Comprendre les effets de l'altitude sur l'organisme
À mesure que l'altitude augmente, la pression atmosphérique diminue, et avec elle la quantité d'oxygène disponible à chaque inspiration. À 5 500 mètres, on respire deux fois moins d'oxygène qu'au niveau de la mer. L'organisme compense en augmentant la fréquence cardiaque, la ventilation et la production de globules rouges, mais cette adaptation prend du temps. Le mal aigu des montagnes (MAM) se manifeste par des maux de tête, des nausées, une fatigue inhabituelle, des troubles du sommeil et une perte d'appétit. Il touche environ 25 % des trekkeurs dès 3 000 mètres et la quasi-totalité au-delà de 5 000 mètres si l'acclimatation n'est pas progressive.

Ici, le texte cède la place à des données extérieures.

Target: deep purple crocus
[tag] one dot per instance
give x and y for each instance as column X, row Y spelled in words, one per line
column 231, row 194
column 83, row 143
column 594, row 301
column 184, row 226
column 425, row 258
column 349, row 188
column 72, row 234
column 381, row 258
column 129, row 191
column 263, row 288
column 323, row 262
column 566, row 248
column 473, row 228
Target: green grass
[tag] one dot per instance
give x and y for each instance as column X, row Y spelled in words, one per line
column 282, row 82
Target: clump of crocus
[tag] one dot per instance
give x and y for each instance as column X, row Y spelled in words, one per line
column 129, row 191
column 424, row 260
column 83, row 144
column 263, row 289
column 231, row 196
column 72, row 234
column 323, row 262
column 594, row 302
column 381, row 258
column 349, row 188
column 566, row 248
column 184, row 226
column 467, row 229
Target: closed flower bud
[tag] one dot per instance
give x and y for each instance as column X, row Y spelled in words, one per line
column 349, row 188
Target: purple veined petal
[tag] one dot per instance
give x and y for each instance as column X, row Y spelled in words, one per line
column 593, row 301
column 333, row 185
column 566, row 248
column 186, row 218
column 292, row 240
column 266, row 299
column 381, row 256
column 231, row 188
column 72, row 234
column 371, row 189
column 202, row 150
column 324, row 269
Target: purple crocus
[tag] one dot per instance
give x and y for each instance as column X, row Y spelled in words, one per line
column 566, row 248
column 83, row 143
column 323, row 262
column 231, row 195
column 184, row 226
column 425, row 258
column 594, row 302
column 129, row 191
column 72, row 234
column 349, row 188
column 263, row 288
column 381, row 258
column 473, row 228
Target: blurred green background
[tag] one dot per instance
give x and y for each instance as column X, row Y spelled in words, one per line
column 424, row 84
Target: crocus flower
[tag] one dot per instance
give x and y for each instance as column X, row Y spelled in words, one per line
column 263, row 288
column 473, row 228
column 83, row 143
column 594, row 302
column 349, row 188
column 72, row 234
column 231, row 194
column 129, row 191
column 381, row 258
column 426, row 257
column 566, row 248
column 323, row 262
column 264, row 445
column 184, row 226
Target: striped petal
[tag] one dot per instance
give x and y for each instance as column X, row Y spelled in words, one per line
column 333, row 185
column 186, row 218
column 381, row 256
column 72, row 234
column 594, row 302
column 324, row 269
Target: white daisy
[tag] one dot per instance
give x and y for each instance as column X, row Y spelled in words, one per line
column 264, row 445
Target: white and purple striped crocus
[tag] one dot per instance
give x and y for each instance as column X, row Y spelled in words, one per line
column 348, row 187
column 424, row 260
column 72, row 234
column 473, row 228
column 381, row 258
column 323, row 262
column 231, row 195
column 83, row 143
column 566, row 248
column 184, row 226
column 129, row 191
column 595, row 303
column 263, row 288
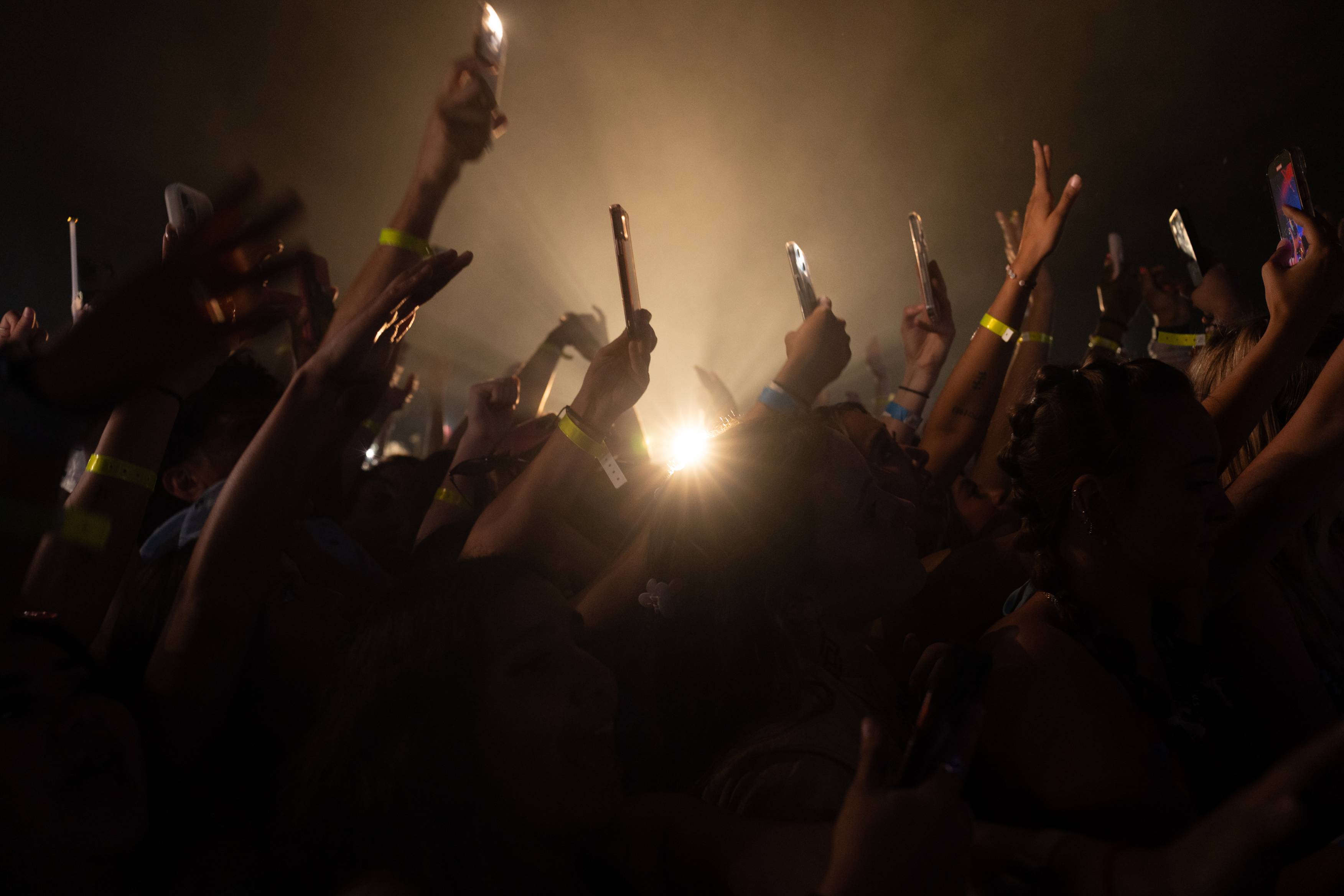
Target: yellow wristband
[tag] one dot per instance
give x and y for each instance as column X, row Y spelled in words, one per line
column 1101, row 342
column 1186, row 340
column 998, row 328
column 104, row 465
column 592, row 446
column 401, row 240
column 450, row 495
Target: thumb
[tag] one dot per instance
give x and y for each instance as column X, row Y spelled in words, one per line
column 1066, row 201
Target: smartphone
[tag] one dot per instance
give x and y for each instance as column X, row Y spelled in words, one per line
column 922, row 264
column 491, row 48
column 802, row 278
column 626, row 265
column 1197, row 260
column 187, row 209
column 955, row 687
column 1288, row 187
column 1116, row 246
column 319, row 300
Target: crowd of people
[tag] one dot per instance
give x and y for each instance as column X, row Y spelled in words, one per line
column 242, row 657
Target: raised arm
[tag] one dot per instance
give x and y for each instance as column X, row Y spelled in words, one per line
column 526, row 516
column 1300, row 297
column 236, row 562
column 959, row 421
column 815, row 355
column 927, row 347
column 1031, row 354
column 459, row 131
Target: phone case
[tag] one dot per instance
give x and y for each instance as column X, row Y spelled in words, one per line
column 626, row 265
column 922, row 265
column 187, row 209
column 1186, row 244
column 802, row 278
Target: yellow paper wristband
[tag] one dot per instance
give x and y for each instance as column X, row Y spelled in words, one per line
column 998, row 328
column 1186, row 340
column 104, row 465
column 450, row 495
column 1101, row 342
column 592, row 446
column 401, row 240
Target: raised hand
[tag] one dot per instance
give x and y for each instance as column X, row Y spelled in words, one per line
column 490, row 415
column 1045, row 218
column 461, row 125
column 618, row 377
column 891, row 842
column 22, row 328
column 152, row 323
column 359, row 352
column 927, row 343
column 818, row 352
column 1163, row 297
column 586, row 334
column 1307, row 291
column 1119, row 299
column 1011, row 227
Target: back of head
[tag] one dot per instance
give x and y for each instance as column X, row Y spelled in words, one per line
column 392, row 778
column 1078, row 421
column 1229, row 347
column 733, row 537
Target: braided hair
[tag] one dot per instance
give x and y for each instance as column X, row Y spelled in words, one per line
column 1078, row 421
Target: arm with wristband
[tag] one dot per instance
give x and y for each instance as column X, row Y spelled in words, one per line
column 458, row 132
column 1030, row 355
column 957, row 425
column 1117, row 300
column 816, row 354
column 927, row 348
column 525, row 518
column 490, row 415
column 238, row 559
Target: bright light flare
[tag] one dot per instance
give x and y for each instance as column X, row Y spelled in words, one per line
column 688, row 448
column 492, row 23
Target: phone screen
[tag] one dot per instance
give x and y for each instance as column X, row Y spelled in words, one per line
column 1284, row 184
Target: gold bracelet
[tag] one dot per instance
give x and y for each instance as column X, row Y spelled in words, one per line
column 111, row 467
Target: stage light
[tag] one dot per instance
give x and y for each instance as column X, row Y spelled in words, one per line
column 688, row 448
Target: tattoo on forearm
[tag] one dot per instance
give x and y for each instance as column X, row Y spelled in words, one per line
column 962, row 412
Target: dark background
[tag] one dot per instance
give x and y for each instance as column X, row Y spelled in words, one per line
column 725, row 129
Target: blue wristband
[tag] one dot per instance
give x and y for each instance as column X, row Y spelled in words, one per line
column 898, row 412
column 777, row 399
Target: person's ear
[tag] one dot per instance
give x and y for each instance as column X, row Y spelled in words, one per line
column 1089, row 502
column 183, row 484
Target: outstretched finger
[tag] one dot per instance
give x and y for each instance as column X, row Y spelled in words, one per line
column 1042, row 167
column 1066, row 199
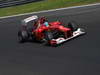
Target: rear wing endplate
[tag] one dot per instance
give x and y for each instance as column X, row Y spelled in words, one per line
column 32, row 18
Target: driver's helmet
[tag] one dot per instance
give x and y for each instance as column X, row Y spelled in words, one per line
column 42, row 20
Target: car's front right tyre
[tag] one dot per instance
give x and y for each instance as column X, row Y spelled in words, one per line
column 23, row 36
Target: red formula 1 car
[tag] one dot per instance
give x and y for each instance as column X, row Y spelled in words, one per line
column 52, row 33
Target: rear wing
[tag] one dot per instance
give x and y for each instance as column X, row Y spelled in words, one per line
column 32, row 18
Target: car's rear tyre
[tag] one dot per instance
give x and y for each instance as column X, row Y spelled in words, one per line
column 73, row 26
column 48, row 35
column 23, row 36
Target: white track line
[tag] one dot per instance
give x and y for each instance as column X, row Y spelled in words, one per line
column 51, row 10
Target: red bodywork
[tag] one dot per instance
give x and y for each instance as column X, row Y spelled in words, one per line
column 52, row 26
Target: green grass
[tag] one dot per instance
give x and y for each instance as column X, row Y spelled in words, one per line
column 42, row 5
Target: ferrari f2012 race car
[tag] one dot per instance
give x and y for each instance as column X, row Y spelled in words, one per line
column 52, row 33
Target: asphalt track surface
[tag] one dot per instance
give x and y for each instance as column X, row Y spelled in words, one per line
column 80, row 56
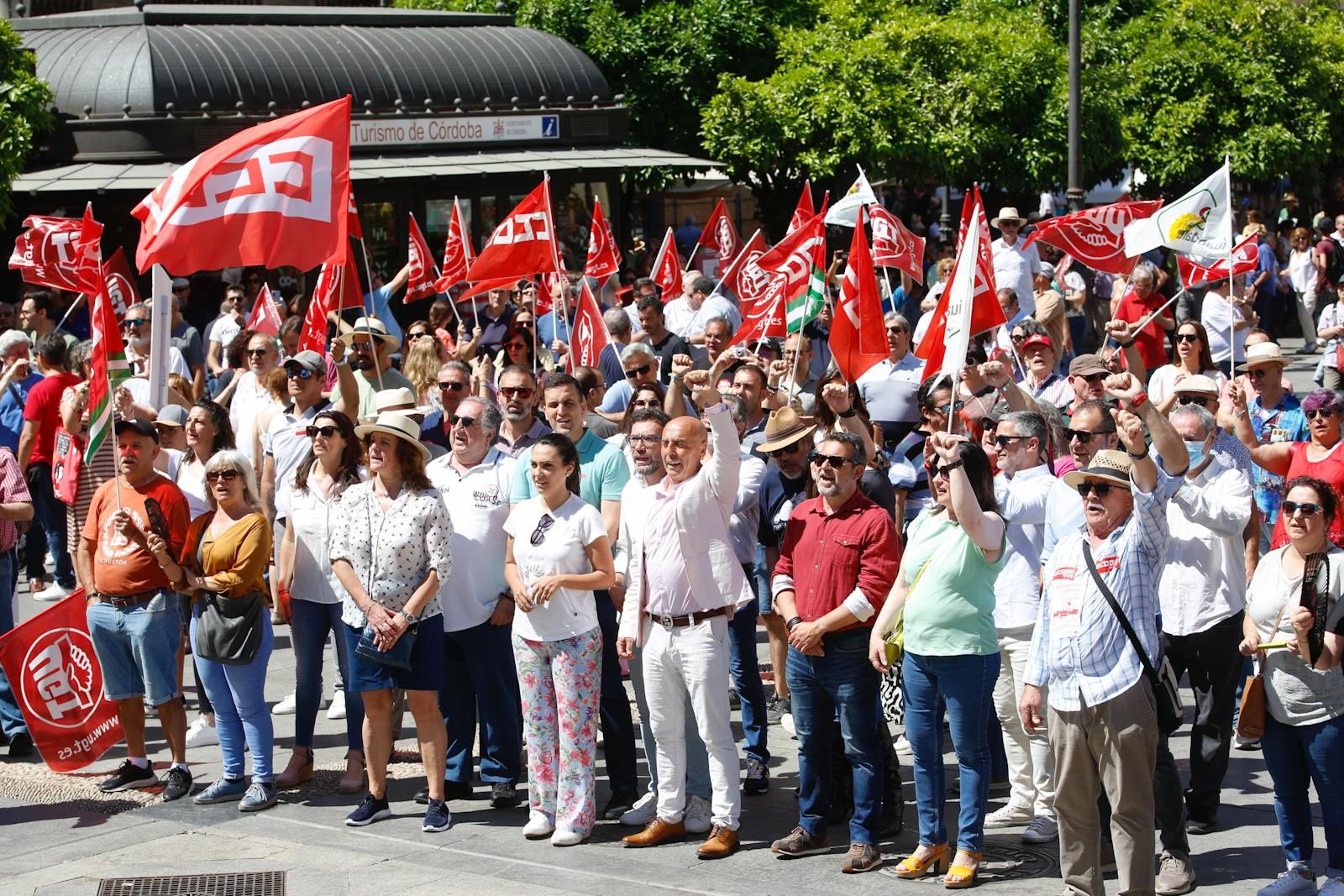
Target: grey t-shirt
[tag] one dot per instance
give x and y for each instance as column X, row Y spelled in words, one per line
column 1294, row 694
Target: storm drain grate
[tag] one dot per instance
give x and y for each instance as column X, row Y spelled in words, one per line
column 264, row 883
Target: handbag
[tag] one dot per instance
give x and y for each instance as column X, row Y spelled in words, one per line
column 1171, row 712
column 228, row 629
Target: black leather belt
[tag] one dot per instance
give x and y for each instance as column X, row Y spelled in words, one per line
column 678, row 622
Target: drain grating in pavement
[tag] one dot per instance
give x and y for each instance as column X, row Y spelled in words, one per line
column 266, row 883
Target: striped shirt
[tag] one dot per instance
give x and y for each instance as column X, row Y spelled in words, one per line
column 1079, row 649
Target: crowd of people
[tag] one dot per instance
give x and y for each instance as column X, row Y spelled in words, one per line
column 492, row 537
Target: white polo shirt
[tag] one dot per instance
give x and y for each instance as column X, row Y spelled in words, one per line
column 477, row 503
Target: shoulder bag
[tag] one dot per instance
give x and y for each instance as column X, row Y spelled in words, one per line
column 228, row 629
column 1163, row 679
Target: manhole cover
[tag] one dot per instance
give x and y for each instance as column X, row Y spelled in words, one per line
column 1001, row 862
column 265, row 883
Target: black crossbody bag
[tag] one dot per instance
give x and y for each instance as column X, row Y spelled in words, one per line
column 1171, row 714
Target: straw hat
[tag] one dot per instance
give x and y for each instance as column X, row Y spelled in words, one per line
column 785, row 427
column 396, row 423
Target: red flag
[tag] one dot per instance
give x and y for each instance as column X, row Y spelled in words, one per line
column 589, row 331
column 276, row 194
column 667, row 269
column 423, row 275
column 859, row 333
column 524, row 242
column 985, row 312
column 804, row 210
column 1203, row 270
column 1095, row 237
column 894, row 246
column 457, row 253
column 719, row 234
column 121, row 282
column 60, row 251
column 264, row 318
column 604, row 257
column 57, row 683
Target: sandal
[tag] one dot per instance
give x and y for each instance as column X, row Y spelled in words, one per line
column 963, row 876
column 914, row 868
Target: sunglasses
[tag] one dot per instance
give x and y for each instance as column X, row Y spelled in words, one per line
column 542, row 526
column 833, row 461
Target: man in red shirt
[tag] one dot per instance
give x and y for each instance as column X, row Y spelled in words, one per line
column 40, row 418
column 1139, row 301
column 837, row 566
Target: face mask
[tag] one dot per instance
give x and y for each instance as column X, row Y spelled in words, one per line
column 1196, row 453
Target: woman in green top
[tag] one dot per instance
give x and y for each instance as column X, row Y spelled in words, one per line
column 947, row 584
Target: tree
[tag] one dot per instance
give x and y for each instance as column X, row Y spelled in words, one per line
column 24, row 110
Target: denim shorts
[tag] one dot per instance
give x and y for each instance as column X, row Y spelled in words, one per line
column 138, row 647
column 427, row 672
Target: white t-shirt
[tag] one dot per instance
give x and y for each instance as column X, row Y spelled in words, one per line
column 575, row 526
column 477, row 503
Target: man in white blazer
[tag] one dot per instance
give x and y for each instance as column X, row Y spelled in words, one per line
column 685, row 582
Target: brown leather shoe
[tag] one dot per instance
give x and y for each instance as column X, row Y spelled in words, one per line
column 722, row 842
column 655, row 833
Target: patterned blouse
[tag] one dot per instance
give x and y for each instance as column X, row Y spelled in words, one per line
column 391, row 553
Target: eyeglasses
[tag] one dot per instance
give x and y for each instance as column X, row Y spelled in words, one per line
column 833, row 461
column 542, row 526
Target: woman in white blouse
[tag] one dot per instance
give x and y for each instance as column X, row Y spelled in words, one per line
column 391, row 546
column 333, row 465
column 557, row 555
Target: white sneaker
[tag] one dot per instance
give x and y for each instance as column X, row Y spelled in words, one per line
column 699, row 815
column 643, row 812
column 1010, row 817
column 538, row 826
column 53, row 593
column 202, row 734
column 1041, row 831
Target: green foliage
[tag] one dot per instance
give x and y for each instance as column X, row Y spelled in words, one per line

La règle d'or, formulée par les médecins de montagne, est simple : au-dessus de 3 000 mètres, la dénivelée d'altitude de couchage ne doit pas dépasser 300 à 500 mètres par jour, avec un jour de repos tous les 1 000 mètres gagnés. La devise classique « monter haut, dormir bas » résume parfaitement la stratégie : on peut grimper plus haut dans la journée pour stimuler l'adaptation, mais on redescend dormir plus bas pour récupérer. L'hydratation joue un rôle clé : il faut boire entre 3 et 5 litres d'eau par jour en altitude, soit nettement plus qu'en plaine.
Préparation physique : commencer plusieurs mois à l'avance
Un trek en haute montagne sollicite l'organisme de manière intense et prolongée. La préparation physique idéale commence quatre à six mois avant le départ. L'objectif est de développer simultanément l'endurance fondamentale (capacité aérobie) et la force musculaire spécifique des jambes. Côté endurance, programmez deux à trois sorties hebdomadaires de 60 à 120 minutes en footing, vélo ou marche rapide à allure modérée (zone 2). Une longue sortie hebdomadaire de 3 à 5 heures est indispensable les six dernières semaines.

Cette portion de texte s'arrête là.